Rhodesia Bantu Voters' Association
- Abbreviation: RBVA
- Formation: 1923
- Founder: Abraham Twala
- Founded at: Southern Rhodesia
- Dissolved: 1930s
- Type: Political association
- Headquarters: Southern Rhodesia
- Official language: English
- Leader: Aaron Jacha
- Affiliations: Southern Rhodesia Missionary Conference

= Rhodesia Bantu Voters Association =

Political association in colonial Southern Rhodesia

The Rhodesia Bantu Voters' Association (RBVA) was a political association in colonial Southern Rhodesia. It was formed in 1923 to represent the interests of African voters who qualified under the colony's racially restricted franchise system. The association is regarded by historians as one of the earliest attempts at organised African political representation in Rhodesia.

==History==
The RBVA was established in Salisbury (now Harare) in 1923. Its first meeting was held on 20 January 1923 under the chairmanship of Ernest Dube. Abraham Twala, a teacher and activist, was one of its founders, and Martha Ngano later became general secretary.
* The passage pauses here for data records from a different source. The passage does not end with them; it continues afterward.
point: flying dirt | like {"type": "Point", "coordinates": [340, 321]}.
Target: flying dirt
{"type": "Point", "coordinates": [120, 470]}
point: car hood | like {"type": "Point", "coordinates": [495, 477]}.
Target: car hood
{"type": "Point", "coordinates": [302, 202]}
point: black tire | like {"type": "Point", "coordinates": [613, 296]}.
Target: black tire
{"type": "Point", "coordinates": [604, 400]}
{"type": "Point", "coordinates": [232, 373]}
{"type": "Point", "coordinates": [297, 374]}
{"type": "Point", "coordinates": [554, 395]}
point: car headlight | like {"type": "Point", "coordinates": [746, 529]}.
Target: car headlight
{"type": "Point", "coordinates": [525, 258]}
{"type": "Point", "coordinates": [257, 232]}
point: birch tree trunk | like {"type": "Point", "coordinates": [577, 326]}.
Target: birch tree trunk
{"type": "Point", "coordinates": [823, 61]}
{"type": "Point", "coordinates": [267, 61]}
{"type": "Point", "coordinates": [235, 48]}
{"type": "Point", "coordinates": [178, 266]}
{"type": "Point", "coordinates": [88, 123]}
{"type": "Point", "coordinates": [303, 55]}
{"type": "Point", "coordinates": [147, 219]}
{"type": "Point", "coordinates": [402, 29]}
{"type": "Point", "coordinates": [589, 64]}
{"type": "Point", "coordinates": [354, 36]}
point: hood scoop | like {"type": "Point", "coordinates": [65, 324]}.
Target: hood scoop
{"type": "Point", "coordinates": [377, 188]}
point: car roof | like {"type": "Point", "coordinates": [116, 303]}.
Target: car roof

In July 1923, the association adopted a constitution that defined its role as "a medium of expression of representative opinion and to formulate a standard policy on Native Affairs... to secure co-operation with the 'Powers that be'... for the advancement of the Bantu peoples". Its motto was "Honour all men. Love the Brotherhood. Fear God."

==Aims==
The RBVA encouraged Africans who qualified under property, income and education tests to register as voters. It also acted as a forum for civic education and political discussion, and as a representative body to engage with colonial authorities. The membership came mainly from teachers, clerks and small business owners.

==Decline==
The RBVA gradually lost influence in the late 1940s. Its moderate strategy and reformist outlook produced little tangible change, and African political activism shifted toward more militant and mass-based organisations. By the 1950s, new nationalist bodies such as the Southern Rhodesia African National Congress took its place, followed later by the Zimbabwe African People's Union (ZAPU) and the Zimbabwe African National Union (ZANU).